希望
ネクロはこの絶望的な戦いをひっくり返すために、ネームレスに自分の命を賭けることにしたのだ!……ついでにナナシの命も。
「なんか盛り上がってるけど……俺には選択肢はないのか……?」
「じゃあナナシ、お前は他に何かいい方法を思いついているのか……?」
「……ないな」
「なら……」
「あぁ……めんどくせぇけど、話し合ってる時間もないみたいだしな……はぁ……」
ため息をつきながら、ナナシガリュウが移動し、シュテンの隣に並び立つ。
両者の眼を同じ方向、暗闇から這い出てきて、身体を絶賛修復中のラエンに集中する。
「あんま長くはもたねぇからな……できるだけ、早くしろよ」
「ちょっと待て!?ナナシ・タイラン!俺はまだ……」
「お前にも選択肢はないんだよ!ネームレス!この戦いの勝敗はお前にかかっているんだ!!」
「ネクロ!?」
「ナナシガリュウ、一世一代の時間稼ぎ行くぜ!」
「シュテン、続くぞ!」
バッ!
「勝手過ぎるだろ!?二人とも!くそっ!やればいいんだろ!やれば!!」
ネームレスの制止を無視し、怒声を背に受けながら、紅き竜と鬼が皇帝陛下に突撃していった!

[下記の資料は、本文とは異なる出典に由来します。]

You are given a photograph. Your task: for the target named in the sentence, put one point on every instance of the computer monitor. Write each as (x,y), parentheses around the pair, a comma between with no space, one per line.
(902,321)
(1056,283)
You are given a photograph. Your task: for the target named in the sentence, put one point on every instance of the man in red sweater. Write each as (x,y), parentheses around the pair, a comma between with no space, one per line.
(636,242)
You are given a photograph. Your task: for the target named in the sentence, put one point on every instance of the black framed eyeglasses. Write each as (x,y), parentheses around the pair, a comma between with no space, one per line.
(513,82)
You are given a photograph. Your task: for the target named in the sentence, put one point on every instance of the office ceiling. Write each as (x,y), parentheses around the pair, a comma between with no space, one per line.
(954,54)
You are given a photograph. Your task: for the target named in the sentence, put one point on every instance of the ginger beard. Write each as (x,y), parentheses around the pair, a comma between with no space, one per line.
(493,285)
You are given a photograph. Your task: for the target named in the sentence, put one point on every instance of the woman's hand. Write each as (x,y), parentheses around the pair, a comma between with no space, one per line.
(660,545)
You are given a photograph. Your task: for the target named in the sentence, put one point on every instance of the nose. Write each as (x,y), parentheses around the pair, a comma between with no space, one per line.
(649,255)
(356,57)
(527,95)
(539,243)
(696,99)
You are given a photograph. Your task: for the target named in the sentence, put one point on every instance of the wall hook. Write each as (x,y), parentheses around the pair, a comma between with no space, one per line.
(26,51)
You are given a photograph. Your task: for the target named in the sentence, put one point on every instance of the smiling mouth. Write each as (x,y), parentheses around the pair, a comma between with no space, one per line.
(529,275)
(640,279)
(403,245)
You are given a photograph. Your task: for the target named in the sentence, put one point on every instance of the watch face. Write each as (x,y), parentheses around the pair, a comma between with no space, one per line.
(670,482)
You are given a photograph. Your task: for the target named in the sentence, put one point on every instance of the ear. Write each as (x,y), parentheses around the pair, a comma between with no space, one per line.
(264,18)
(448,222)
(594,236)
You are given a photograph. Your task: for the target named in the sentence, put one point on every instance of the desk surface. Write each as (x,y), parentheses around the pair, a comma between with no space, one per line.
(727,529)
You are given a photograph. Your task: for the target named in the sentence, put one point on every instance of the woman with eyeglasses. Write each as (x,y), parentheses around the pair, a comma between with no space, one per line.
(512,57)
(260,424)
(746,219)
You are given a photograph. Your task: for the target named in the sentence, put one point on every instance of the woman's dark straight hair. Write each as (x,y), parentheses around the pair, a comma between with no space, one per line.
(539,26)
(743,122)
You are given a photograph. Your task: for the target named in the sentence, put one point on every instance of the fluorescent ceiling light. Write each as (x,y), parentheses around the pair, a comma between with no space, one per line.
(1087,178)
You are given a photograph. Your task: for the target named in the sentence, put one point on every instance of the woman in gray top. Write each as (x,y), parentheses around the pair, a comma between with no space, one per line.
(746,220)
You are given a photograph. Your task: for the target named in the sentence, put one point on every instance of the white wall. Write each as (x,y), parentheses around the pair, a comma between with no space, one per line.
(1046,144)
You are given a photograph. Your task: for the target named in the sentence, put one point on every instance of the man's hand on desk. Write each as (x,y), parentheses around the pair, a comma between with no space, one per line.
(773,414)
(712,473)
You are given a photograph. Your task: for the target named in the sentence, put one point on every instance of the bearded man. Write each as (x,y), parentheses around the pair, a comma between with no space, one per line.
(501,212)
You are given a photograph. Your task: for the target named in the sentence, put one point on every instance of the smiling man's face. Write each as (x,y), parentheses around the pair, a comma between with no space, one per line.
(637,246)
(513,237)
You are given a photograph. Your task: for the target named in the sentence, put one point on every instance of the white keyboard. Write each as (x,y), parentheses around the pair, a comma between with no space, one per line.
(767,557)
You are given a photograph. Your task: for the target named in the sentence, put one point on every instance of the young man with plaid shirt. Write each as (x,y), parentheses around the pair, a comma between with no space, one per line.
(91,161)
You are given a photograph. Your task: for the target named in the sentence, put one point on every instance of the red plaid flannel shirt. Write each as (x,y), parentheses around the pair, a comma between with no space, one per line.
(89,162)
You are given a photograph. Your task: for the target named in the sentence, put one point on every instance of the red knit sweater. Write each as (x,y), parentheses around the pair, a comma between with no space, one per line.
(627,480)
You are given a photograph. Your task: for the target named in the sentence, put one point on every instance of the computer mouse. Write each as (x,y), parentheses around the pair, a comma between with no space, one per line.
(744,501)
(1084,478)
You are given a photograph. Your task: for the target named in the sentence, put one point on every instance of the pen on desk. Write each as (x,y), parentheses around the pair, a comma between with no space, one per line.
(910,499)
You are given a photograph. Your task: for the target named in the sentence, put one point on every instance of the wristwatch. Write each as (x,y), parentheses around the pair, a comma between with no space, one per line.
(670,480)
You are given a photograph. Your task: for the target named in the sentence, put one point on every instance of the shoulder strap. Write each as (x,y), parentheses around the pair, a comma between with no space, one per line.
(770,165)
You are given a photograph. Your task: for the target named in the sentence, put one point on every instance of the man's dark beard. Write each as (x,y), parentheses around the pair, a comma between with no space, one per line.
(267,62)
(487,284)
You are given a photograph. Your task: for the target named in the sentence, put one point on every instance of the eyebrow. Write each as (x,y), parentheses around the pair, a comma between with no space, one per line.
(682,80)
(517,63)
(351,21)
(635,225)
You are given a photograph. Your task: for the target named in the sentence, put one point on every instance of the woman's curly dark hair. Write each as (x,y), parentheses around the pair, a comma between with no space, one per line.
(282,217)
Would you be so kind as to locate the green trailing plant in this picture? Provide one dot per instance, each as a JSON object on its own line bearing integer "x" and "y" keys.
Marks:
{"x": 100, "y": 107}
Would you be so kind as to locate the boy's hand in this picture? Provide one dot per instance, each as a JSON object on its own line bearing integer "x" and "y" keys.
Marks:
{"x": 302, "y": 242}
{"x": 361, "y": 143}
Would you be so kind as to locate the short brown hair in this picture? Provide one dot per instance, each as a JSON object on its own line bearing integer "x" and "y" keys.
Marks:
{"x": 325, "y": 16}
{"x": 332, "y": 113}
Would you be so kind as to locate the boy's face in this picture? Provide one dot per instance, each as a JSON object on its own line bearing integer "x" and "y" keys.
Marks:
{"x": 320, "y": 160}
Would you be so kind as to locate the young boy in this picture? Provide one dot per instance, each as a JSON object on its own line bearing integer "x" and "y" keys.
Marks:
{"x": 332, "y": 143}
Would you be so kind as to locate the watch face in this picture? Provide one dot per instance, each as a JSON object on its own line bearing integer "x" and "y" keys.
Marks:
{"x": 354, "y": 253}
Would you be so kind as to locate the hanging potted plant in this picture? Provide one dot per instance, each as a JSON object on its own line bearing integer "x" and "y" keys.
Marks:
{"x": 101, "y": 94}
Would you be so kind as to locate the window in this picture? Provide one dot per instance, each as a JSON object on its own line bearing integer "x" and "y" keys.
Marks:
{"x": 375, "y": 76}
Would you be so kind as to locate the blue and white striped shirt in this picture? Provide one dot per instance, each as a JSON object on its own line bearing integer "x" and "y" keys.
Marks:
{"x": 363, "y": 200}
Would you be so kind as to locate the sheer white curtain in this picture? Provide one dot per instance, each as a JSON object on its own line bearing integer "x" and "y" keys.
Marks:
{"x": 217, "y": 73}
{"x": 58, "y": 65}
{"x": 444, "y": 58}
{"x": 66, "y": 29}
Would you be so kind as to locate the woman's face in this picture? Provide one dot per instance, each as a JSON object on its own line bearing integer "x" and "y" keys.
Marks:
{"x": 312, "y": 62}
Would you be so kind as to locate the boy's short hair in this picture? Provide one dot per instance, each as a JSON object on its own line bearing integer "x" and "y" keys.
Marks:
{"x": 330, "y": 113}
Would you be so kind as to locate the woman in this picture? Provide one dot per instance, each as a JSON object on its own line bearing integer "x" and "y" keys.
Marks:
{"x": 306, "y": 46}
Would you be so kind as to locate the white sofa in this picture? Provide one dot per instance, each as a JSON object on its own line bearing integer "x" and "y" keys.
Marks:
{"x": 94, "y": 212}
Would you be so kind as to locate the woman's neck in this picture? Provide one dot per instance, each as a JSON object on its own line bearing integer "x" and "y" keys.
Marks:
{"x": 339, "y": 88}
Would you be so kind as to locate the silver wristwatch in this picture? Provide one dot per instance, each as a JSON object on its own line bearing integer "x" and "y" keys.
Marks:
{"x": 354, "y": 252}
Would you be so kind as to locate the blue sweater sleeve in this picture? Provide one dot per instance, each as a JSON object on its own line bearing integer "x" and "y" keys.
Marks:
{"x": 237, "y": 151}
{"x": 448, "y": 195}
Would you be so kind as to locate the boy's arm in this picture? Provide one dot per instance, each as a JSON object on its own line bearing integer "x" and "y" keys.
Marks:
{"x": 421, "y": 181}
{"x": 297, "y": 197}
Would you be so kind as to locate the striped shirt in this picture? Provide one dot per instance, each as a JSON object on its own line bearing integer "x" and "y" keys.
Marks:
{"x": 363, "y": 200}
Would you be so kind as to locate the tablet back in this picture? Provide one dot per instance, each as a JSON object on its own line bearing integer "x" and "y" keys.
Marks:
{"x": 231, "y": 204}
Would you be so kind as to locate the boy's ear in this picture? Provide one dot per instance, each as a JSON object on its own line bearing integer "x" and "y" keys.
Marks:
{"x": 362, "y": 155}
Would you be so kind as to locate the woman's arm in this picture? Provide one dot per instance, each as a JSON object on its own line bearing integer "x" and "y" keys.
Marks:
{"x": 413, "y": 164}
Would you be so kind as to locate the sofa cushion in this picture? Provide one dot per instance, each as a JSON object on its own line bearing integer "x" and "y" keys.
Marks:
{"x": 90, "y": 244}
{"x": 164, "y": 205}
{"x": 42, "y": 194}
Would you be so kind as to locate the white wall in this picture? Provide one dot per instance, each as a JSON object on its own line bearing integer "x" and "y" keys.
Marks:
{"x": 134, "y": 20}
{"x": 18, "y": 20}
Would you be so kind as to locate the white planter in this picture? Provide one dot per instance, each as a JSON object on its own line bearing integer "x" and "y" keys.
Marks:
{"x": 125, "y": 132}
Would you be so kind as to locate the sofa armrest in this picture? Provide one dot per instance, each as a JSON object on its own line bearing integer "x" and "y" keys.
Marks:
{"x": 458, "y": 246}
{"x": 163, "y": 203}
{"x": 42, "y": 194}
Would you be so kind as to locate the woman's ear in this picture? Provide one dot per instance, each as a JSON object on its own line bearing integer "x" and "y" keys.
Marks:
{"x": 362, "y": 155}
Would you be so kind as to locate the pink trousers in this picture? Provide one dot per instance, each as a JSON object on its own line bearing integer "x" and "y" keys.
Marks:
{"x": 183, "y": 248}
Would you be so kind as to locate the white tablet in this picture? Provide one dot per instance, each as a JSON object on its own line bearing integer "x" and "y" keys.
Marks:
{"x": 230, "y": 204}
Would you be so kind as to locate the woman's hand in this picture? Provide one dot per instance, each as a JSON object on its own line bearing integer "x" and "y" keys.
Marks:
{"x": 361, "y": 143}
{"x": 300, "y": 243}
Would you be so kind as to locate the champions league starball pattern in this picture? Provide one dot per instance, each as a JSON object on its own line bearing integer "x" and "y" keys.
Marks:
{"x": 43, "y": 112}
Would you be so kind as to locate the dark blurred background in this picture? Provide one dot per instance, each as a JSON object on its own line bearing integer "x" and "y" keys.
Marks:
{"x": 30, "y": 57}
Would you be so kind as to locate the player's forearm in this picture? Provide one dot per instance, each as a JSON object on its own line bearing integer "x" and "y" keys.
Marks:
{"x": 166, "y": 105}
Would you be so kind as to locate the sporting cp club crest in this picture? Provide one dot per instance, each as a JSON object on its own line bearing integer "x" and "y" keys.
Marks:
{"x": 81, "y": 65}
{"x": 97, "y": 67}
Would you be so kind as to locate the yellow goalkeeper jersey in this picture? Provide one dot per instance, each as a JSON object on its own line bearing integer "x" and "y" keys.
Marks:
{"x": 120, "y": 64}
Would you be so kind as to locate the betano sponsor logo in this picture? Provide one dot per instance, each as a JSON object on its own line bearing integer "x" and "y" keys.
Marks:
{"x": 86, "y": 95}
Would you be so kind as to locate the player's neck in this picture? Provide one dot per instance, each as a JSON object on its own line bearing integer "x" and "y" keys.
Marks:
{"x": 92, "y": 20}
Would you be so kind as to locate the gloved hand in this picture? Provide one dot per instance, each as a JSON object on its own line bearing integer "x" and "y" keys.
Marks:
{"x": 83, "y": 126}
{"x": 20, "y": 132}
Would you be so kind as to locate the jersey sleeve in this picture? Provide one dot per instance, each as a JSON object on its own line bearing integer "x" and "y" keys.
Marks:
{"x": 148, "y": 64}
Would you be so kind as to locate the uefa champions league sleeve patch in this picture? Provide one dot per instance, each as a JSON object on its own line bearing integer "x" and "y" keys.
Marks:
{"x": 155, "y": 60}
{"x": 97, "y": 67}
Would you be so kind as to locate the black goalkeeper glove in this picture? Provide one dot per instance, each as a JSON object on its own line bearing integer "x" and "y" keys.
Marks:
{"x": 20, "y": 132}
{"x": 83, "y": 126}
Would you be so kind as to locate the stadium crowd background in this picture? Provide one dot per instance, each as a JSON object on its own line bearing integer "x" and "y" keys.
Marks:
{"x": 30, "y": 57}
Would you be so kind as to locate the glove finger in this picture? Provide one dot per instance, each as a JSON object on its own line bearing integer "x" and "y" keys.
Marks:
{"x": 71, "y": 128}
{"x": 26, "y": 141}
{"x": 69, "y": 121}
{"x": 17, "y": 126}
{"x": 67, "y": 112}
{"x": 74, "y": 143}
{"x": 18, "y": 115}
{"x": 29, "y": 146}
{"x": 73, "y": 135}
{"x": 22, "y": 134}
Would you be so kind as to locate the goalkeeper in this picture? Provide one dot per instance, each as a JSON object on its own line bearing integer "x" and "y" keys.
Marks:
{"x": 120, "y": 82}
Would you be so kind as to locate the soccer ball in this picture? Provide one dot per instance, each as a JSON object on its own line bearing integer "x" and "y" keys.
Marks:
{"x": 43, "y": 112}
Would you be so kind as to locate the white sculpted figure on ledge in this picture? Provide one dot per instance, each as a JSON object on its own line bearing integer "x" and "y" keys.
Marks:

先陣を切るのはシュテン!左拳を振りかぶり、再度、ラエンの顔面に……。
「まったく……皇帝をなんだと……」
「もう一発!!」
ブォン!
「ちっ!?」
シュテンが殴ったのは、何もない空間……。ラエンはいつの間にかシュテンの左側、少し離れた場所に……。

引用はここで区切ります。